溶接中は高温のスパッタが広範囲に飛び散るため、溶接作業場所の周囲に可燃物がないかを事前に確認することが必要です。

・溶接場所の周辺に紙・布・木材・燃料など可燃物を置かない
・消火器を手の届く場所に必ず準備しておく
・溶接後の母材はしばらく高温状態が続くため、素手で触れることは避ける

溶接直後の母材は外見からは温度が判断できません。高温のまま触れると重篤なやけどを負う危険があります。
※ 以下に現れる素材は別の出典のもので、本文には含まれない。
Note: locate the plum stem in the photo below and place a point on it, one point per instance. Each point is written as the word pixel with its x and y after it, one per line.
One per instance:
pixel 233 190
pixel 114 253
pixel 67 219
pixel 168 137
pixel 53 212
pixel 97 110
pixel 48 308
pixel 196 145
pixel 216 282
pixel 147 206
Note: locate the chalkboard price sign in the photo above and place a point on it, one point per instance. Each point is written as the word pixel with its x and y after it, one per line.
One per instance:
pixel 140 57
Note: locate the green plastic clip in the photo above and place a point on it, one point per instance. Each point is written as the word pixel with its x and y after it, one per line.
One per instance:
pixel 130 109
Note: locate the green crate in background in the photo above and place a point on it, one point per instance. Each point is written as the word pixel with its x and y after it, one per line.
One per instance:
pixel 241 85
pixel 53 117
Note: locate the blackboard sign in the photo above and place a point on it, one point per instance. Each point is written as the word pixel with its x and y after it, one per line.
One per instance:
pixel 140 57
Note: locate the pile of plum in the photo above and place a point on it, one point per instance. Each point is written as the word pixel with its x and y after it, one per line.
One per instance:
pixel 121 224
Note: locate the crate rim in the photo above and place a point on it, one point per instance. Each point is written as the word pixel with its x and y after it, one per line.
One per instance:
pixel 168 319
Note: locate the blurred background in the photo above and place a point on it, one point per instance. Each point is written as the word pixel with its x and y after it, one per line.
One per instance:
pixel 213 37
必ず溶接用革手袋を着用したままで作業し、素手で触れる前に十分に冷えていることを確認してください。

 

📋 アーク溶接作業者の特別教育について

日本では、労働安全衛生法の規定により、業務としてアーク溶接を行う労働者には「アーク溶接等の業務に係る特別教育」の修了が必要とされています。

DIYや個人の趣味の範囲での溶接については法的義務ではありませんが、安全な溶接作業を行う上での基礎知識を得るためにも受講を検討することをお勧めします。
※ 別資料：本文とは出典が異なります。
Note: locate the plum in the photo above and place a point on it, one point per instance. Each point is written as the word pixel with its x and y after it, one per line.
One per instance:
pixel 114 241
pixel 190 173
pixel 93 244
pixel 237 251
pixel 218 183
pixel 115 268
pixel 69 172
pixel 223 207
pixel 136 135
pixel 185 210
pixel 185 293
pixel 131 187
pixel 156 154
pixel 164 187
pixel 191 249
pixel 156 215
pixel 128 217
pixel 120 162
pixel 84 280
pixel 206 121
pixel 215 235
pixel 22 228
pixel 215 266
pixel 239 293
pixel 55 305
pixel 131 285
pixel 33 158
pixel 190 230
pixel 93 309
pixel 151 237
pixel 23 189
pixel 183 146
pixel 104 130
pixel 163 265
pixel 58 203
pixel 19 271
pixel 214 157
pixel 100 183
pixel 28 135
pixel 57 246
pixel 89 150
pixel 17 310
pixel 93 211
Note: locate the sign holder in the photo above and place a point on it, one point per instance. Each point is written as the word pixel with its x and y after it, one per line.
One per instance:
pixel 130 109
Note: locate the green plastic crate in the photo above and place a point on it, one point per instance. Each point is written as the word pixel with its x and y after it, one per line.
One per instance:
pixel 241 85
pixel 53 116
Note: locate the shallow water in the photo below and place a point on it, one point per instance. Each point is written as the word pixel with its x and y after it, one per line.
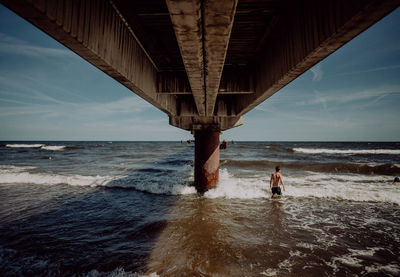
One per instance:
pixel 129 209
特別教育は全国の技能講習センター・建設業労働災害防止協会・溶接協会などで受講でき、講習内容にはアーク溶接の基礎知識・溶接機の仕組み・安全対策・実技が含まれます。
知識を持った上で溶接に取り組むことで、失敗や事故のリスクを大きく減らすことができます。

 

よくある質問(FAQ)

溶接機の使い方|初心者でもできる基本手順を徹底解説
ここでは、溶接や溶接機について工具専門店によく寄せられる質問を取り上げ、実務目線でわかりやすくお答えします。

 

Q. 溶接初心者が最初に買うべき溶接機はどれですか?

A. 一般的には、家庭用100Vコンセントで使える「被覆アーク溶接機(手棒溶接機)」または「ノンガス半自動溶接機」が入門向けとしてよく選ばれます。
被覆アーク溶接機は1〜3万円台と比較的リーズナブルで、溶接の基礎を学ぶのに十分な性能があります。
より効率的に溶接したい・頻繁に作業する予定があるという方にはノンガス半自動溶接機がお勧めです。
「どんな素材を・どのくらいの頻度で溶接するか」を明確にしてから選ぶことが、失敗しない溶接機選びの基本です。

 

 

【2026年版】溶接機おすすめランキング|初心者向けモデル比較・種類・選び方を徹底解説

 

Q. 溶接に資格は必要ですか?

A. 業務として溶接作業を行う場合は「アーク溶接等の業務に係る特別教育」の修了が必要です(労働安全衛生法に基づく)。
個人のDIY趣味の範囲での溶接については法的な資格は必須ではありませんが、安全知識の習得という観点から、溶接を始める前に特別教育や入門講習を受けることをお勧めします。
知識なしで溶接を始めると、感電・やけど・電気性眼炎・火災などのリスクが高まります。

 

Q. 100Vと200Vの溶接機、どちらを選べばいいですか?

A. DIYや家庭での軽い溶接作業が目的であれば、家庭用コンセント(100V)で使える溶接機の方が手軽に導入できます。
ただし100V溶接機は200V溶接機に比べて出力が低く、厚板(3mm以上)の溶接や長時間連続した溶接作業には限界がある場合があります。
「今は100Vで十分だが将来的に本格的にやりたい」という方は、100V/200V両対応の溶接機を選ぶと後から買い替える必要がなく経済的です。

 

Q. 溶接棒の選び方を教えてください

A. 溶接棒は母材の材質に合ったものを選ぶことが基本です。
軟鋼(一般的な鉄)の溶接にはイルミナイト系やライムチタニア系の溶接棒がよく使われ、初心者でも扱いやすい種類です。
ステンレス鋼にはステンレス専用の溶接棒、鋳鉄には鋳鉄用溶接棒と、素材別に専用品が用意されています。
溶接棒のパッケージには対応素材・推奨電流値・特徴が記載されているため、購入前に必ず確認してください。
素材に合わない溶接棒を使うと、接合強度が著しく低下したり溶接欠陥が生じたりする可能性があります。

 

Q. アルミや銅の溶接にはどの溶接機が必要ですか?

A. アルミの溶接には、TIG溶接機(交流対応型)またはMIG溶接機(アルミ用ワイヤー対応)が必要です。
一般的な被覆アーク溶接機の手棒ではアルミ溶接はほぼ困難で、良好な接合を得ることができません。
銅の溶接にはガス溶接やTIG溶接が適しています。
アルミ・銅などの非鉄金属の溶接は、鉄に比べて溶接難易度が高く、専用の溶接機と溶接材料が必要です。
まずは軟鋼(鉄)の溶接で技術を磨いてから非鉄金属の溶接に挑戦することをお勧めします。